A Puerto Rico Senate committee on Thursday killed a bill that would have banned so-called conversion therapy on the island.

Members of the Senate Community Initiatives, Mental Health and Addiction Committee voted against Senate Bill 184 by an 8-7 vote margin. Three senators abstained.

Amárilis Pagán Jiménez, a spokesperson for Comité Amplio para la Búsqueda de la Equidad, a coalition of Puerto Rican human rights groups, in a statement sharply criticized the senators who opposed the measure.

“If they publicly recognize that conversion therapies are abuse, if they even voted for a similar bill in the past, if the hearings clearly established that the bill was well-written and was supported by more than 78 professional and civil entities and that it did not interfere with freedom of religion or with the right of fathers and mothers to raise their children, voting against it is therefore one of two things: You are either a hopeless coward or you have the same homophobic and abusive mentality of the hate groups that oppose the bill,” said Pagán in a statement.

Thursday’s vote comes against the backdrop of continued anti-LGBTQ discrimination and violence in Puerto Rico.

Six of the 44 transgender and gender non-conforming people who were reported murdered in the U.S. in 2020 were from Puerto Rico.

A state of emergency over gender-based violence that Gov.
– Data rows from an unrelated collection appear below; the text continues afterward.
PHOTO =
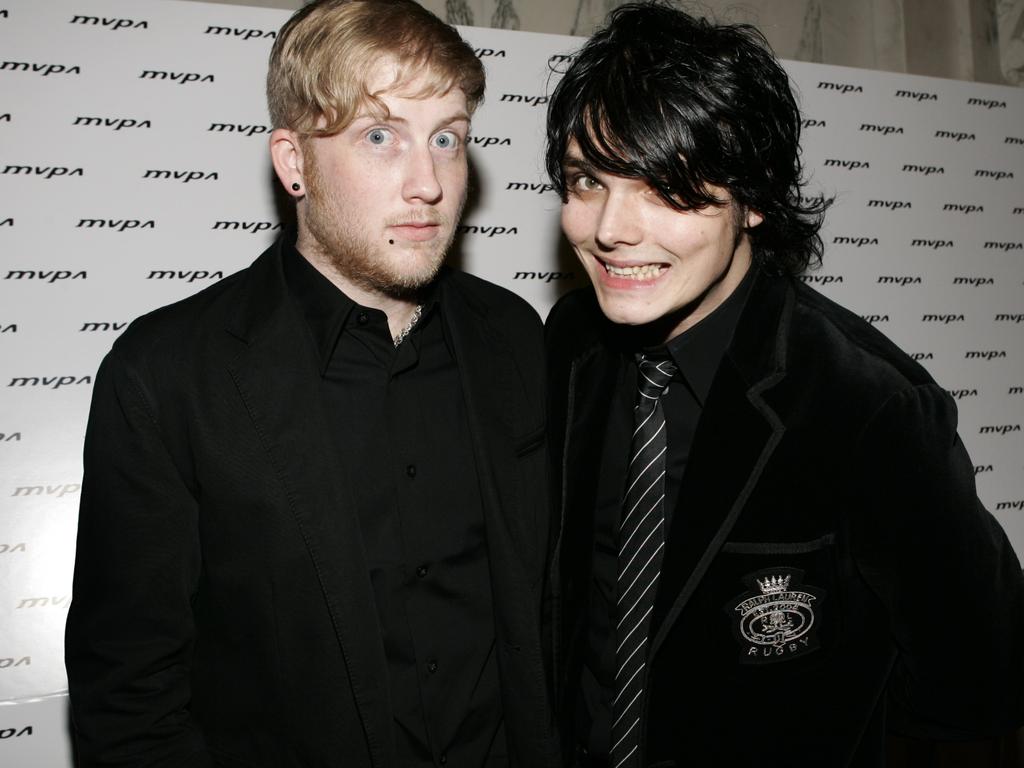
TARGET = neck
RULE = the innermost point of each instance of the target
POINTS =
(399, 310)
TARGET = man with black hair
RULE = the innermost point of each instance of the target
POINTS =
(771, 550)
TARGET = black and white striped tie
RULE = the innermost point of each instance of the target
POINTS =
(641, 542)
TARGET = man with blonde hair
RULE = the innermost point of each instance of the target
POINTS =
(313, 518)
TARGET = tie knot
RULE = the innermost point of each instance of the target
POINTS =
(655, 373)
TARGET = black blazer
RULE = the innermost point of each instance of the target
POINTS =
(828, 461)
(222, 610)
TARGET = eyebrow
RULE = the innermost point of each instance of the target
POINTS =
(573, 162)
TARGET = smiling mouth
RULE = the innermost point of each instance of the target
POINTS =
(637, 272)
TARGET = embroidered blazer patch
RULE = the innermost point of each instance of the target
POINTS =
(777, 619)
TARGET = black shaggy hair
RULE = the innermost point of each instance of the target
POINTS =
(684, 103)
Pedro Pierluisi declared earlier this year is LGBTQ-inclusive. Then-Gov. Ricardo Rosselló in 2019 signed an executive order that banned conversion therapy for minors in Puerto Rico.
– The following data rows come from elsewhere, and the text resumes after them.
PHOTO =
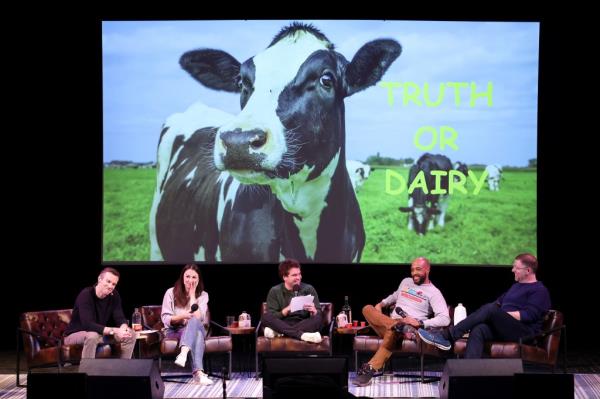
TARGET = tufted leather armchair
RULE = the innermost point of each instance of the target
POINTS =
(170, 347)
(42, 333)
(292, 345)
(542, 348)
(407, 346)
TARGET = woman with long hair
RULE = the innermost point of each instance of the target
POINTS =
(183, 323)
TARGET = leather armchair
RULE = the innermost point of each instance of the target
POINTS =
(295, 346)
(215, 344)
(542, 348)
(409, 346)
(42, 333)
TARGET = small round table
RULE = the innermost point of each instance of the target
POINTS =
(242, 332)
(149, 337)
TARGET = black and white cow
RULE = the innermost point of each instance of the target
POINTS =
(359, 172)
(426, 210)
(271, 181)
(462, 168)
(494, 174)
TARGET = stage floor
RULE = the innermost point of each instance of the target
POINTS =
(587, 386)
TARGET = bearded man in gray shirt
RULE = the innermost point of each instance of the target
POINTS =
(417, 303)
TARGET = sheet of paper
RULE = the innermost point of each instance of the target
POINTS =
(298, 302)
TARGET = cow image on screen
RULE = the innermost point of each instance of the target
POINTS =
(425, 209)
(358, 172)
(494, 175)
(270, 182)
(462, 168)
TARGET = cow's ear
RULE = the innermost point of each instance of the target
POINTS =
(215, 69)
(370, 63)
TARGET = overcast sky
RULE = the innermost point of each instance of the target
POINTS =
(143, 84)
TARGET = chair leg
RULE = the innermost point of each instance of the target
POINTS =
(229, 376)
(19, 362)
(256, 366)
(565, 349)
(422, 367)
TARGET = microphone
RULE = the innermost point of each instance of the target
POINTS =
(401, 312)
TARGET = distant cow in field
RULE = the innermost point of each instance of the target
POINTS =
(270, 182)
(494, 174)
(426, 210)
(462, 168)
(358, 172)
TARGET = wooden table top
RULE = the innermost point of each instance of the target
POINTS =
(351, 330)
(241, 330)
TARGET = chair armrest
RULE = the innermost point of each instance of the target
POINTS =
(214, 323)
(39, 336)
(330, 330)
(542, 334)
(257, 331)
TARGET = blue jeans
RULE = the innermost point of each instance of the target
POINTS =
(192, 336)
(488, 323)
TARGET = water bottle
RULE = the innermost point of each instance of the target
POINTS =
(136, 320)
(460, 313)
(244, 320)
(347, 309)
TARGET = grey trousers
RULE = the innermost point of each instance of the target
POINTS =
(91, 339)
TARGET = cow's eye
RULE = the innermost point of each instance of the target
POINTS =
(326, 80)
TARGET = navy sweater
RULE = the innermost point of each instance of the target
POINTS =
(532, 300)
(91, 313)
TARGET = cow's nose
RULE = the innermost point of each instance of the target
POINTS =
(238, 145)
(239, 140)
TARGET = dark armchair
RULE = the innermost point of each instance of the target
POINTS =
(542, 348)
(215, 344)
(409, 346)
(42, 334)
(290, 345)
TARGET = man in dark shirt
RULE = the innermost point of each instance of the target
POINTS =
(517, 313)
(94, 307)
(279, 320)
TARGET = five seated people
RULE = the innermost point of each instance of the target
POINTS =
(417, 307)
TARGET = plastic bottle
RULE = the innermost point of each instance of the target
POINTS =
(460, 313)
(347, 309)
(136, 320)
(244, 320)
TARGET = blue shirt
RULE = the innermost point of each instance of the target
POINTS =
(532, 300)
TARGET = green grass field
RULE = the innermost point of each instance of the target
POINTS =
(488, 228)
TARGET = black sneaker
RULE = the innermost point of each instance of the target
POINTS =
(364, 375)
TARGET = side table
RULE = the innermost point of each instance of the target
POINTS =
(245, 335)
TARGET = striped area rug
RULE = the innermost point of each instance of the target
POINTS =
(587, 386)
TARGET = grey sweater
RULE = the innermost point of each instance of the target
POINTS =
(279, 297)
(422, 302)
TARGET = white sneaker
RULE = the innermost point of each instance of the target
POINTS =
(270, 333)
(201, 378)
(312, 337)
(181, 359)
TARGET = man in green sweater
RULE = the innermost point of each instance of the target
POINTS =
(279, 320)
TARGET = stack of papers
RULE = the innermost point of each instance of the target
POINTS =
(298, 302)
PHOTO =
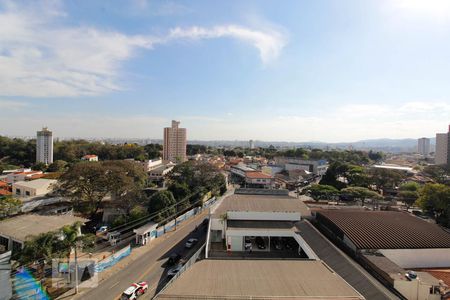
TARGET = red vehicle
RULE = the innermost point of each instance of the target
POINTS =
(134, 291)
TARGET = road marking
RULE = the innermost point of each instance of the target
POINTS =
(155, 263)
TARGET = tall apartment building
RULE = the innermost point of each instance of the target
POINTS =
(423, 146)
(44, 146)
(174, 148)
(442, 156)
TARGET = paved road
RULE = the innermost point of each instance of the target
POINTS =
(149, 267)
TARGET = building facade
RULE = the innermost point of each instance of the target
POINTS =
(423, 146)
(442, 156)
(44, 146)
(174, 148)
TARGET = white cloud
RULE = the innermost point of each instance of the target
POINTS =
(268, 42)
(11, 105)
(42, 57)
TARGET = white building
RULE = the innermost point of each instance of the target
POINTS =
(90, 157)
(33, 188)
(174, 147)
(44, 146)
(442, 156)
(423, 146)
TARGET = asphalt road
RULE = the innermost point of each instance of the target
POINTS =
(150, 266)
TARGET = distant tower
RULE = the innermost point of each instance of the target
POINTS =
(174, 148)
(442, 155)
(44, 146)
(423, 146)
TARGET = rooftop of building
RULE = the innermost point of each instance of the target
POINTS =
(261, 203)
(386, 229)
(21, 227)
(257, 175)
(35, 184)
(259, 279)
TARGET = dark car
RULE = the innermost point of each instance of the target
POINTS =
(260, 242)
(173, 259)
(276, 243)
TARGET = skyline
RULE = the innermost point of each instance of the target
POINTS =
(227, 71)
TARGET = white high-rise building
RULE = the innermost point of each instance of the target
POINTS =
(442, 156)
(174, 148)
(44, 146)
(423, 146)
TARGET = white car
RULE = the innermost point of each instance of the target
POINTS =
(174, 271)
(191, 242)
(134, 291)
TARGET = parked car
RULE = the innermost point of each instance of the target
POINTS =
(191, 242)
(248, 244)
(134, 291)
(276, 243)
(173, 259)
(174, 271)
(260, 242)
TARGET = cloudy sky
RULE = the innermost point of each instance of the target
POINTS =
(267, 70)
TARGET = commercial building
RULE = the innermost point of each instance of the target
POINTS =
(317, 167)
(44, 146)
(33, 188)
(23, 175)
(174, 147)
(240, 218)
(15, 231)
(90, 157)
(423, 146)
(442, 155)
(259, 279)
(391, 244)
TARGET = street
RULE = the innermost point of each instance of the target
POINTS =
(149, 267)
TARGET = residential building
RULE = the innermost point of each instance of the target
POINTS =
(423, 146)
(390, 244)
(33, 188)
(44, 146)
(24, 175)
(442, 154)
(90, 157)
(174, 147)
(15, 231)
(317, 167)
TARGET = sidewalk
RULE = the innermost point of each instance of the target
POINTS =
(136, 253)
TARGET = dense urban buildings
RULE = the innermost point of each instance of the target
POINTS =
(174, 148)
(44, 146)
(423, 146)
(442, 156)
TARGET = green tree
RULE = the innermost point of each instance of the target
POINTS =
(86, 184)
(360, 193)
(40, 166)
(409, 193)
(9, 206)
(322, 191)
(163, 203)
(434, 198)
“These therapies lack scientific basis,” he said. “They cause pain and unnecessary suffering.”

Rosselló issued the order less than two weeks after members of the New Progressive Party, a pro-statehood party  he chaired at the time, blocked a vote in the Puerto Rico House of Representatives on a bill that would have banned conversion therapy for minors in the U.S. commonwealth. Seven out of the 11 New Progressive Party members who are on the Senate Community Initiatives, Mental Health and Addiction Committee voted against SB 184.
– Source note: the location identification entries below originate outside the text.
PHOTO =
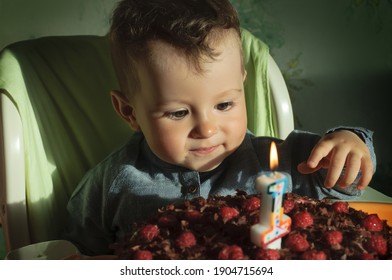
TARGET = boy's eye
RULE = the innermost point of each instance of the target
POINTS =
(177, 115)
(224, 106)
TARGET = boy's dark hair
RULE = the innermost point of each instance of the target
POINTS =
(188, 25)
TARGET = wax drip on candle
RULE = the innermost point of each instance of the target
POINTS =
(273, 224)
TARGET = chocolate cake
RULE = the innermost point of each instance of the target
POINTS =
(219, 228)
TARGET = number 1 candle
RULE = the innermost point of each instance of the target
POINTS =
(273, 224)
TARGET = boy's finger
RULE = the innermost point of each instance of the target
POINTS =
(319, 152)
(367, 173)
(353, 165)
(335, 168)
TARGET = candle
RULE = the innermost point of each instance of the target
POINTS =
(274, 224)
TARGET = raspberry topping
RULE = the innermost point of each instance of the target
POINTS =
(314, 255)
(232, 252)
(228, 213)
(333, 237)
(149, 232)
(267, 254)
(297, 243)
(340, 207)
(372, 223)
(143, 255)
(377, 244)
(302, 219)
(167, 220)
(186, 240)
(367, 256)
(192, 215)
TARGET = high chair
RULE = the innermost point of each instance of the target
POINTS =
(57, 122)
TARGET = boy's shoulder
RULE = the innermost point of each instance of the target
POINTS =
(109, 168)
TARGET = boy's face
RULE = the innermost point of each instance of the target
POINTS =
(194, 120)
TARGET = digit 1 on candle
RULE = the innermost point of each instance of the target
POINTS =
(273, 224)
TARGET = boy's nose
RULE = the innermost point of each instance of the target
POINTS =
(204, 129)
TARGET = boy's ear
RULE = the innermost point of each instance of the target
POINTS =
(124, 109)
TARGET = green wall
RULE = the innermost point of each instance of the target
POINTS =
(336, 55)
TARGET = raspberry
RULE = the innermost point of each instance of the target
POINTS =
(288, 205)
(377, 244)
(372, 223)
(302, 219)
(252, 204)
(232, 252)
(333, 237)
(297, 243)
(167, 220)
(149, 232)
(367, 256)
(340, 207)
(192, 215)
(267, 254)
(143, 255)
(228, 213)
(186, 240)
(314, 255)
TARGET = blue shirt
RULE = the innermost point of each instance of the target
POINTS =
(132, 183)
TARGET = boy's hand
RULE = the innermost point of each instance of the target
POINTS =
(335, 151)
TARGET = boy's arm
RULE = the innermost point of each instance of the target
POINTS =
(345, 150)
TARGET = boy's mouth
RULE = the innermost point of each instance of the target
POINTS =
(204, 150)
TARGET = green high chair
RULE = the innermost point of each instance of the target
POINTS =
(57, 122)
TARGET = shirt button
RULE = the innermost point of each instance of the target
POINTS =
(192, 189)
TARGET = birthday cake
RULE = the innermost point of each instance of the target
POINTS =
(219, 228)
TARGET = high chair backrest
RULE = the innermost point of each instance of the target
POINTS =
(57, 122)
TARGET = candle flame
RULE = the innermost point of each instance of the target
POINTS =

“It’s appalling. It’s shameful that the senators didn’t have the strength and the courage that our LGBTQ youth have, and it’s to be brave and to defend our dignity and our humanity as people who live on this island,” said Pedro Julio Serrano, founder of Puerto Rico Para [email protected], a Puerto Rican LGBTQ rights group, in a video. “It’s disgraceful that the senators decided to vote down this measure that would prevent child abuse.”